News 23. 05. 2012

Italiens Kirche nennt erstmals Zahlen über sexuellen Missbrauch

Die Italienische Bischofskonferenz hat im Zeitraum von 2000 bis 2011 insgesamt 135 Fälle sexuellen Missbrauchs Minderjähriger durch Priester registriert. Diese Zahl nannte ihr Generalsekretär, Bischof Mariano Crociata, laut Kathpress am Dienstagabend in Rom bei der Vorstellung der bischöflichen Leitlinien für den Umgang mit sexuellem Missbrauch.

In 77 Fällen kam es nach seinen Angaben es zu einem Verfahren vor einem staatlichen Gericht. Dabei seien 22 Priester in erster und 17 weitere in zweiter Instanz verurteilt worden. Fünf Verfahren endeten laut Crociata mit einem Freispruch. In 21 Fällen hätten die Angeklagten freiwillig in ein Strafmaß eingewilligt; diese Möglichkeit gibt es nach italienischem Recht bei weniger schweren Delikten. 12 Verfahren seien eingestellt worden. Es war das erste Mal, dass die Italienische Bischofskonferenz genaue Zahlen für Missbrauchsfälle veröffentlichte.
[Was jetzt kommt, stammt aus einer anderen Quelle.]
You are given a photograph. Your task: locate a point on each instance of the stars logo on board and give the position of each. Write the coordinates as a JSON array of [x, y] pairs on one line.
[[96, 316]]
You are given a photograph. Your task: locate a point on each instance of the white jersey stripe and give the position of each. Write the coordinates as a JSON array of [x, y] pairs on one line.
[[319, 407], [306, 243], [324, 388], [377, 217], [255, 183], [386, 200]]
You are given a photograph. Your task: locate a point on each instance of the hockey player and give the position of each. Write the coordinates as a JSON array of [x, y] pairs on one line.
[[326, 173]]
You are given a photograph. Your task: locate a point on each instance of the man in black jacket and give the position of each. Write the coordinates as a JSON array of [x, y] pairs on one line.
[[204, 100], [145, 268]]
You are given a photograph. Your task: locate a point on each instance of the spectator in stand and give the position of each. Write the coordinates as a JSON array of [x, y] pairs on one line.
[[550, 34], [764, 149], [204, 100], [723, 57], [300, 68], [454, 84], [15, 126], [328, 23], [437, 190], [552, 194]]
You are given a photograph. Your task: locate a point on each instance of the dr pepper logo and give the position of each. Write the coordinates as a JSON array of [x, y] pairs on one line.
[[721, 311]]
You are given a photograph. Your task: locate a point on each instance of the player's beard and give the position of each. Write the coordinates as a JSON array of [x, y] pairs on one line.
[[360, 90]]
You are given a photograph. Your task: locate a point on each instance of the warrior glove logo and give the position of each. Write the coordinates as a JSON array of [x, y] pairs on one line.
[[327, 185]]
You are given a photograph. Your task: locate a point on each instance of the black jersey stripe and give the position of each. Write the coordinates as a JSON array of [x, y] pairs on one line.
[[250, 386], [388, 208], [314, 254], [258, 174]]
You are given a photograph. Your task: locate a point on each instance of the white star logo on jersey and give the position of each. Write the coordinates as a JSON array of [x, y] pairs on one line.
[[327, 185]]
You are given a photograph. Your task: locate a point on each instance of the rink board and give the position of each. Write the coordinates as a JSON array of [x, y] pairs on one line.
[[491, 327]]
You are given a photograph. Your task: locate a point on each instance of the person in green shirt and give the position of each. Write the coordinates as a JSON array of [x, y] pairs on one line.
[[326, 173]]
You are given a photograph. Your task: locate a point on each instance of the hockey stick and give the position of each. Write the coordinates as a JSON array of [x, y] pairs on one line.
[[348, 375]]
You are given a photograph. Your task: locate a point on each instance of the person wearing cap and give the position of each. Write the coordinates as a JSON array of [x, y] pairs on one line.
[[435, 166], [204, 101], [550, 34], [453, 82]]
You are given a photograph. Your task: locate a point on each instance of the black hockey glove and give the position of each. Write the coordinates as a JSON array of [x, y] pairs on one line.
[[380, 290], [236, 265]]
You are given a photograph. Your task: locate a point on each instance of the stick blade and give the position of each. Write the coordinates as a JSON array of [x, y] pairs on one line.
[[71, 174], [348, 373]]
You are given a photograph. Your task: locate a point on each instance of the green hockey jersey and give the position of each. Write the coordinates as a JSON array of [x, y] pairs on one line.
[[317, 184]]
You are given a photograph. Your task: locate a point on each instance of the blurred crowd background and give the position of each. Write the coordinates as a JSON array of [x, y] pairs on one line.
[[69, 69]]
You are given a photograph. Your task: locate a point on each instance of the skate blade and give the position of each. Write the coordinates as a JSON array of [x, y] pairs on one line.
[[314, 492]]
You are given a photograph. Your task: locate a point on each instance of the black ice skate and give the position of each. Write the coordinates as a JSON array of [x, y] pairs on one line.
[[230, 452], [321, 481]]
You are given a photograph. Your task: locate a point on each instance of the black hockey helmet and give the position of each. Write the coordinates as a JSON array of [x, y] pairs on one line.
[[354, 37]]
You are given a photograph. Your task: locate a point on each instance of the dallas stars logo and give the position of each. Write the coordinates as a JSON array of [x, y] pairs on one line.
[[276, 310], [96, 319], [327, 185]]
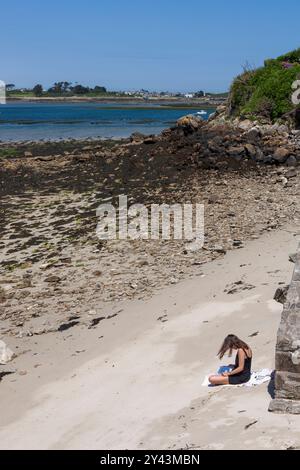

Neue Leitlinien zum Umgang mit Missbrauchsfällen

Zuvor hatte die Bischofskonferenz am gleichen Tag neue Leitlinien zum Umgang mit Missbrauchsfällen vorgelegt. Darin unterstreichen die Bischöfe die Notwendigkeit einer Zusammenarbeit mit den staatlichen Behörden „im Rahmen der jeweiligen Zuständigkeit“, verzichten aber auf eine interne Anzeigepflicht für sexuellen Missbrauch. Ein Bischof sei keine staatliche Amtsperson und nicht gesetzlich verpflichtet, Informationen an staatliche Justizbehörden weiterzuleiten, heißt es zur Begründung in dem 24-seitigen Dokument. Priester, die Minderjährige sexuell missbraucht haben, sollen nach den Worten von CEI-Generalsekretär Bischof Mariano Crociata allerdings unverzüglich aus der Seelsorge entfernt werden. Ein solcher Geistlicher werde nicht wieder in die ordentliche Seelsorge zurückkehren und in keiner Weise mehr Kontakt mit Minderjährigen bekommen.

Kurz vor Ablauf der Frist

Die Veröffentlichung der Leitlinien erfolgte wenige Tage vor Ablauf der einjährigen Frist, die die vatikanische Glaubenskongregation den Bischofskonferenzen der Weltkirche im vergangen Mai zur Erarbeitung eines solchen Regelwerks gesetzt hatte. Die italienischen Bischöfe sind seit Montag in Rom zu ihrer Frühjahrsvollversammlung zusammengekommen.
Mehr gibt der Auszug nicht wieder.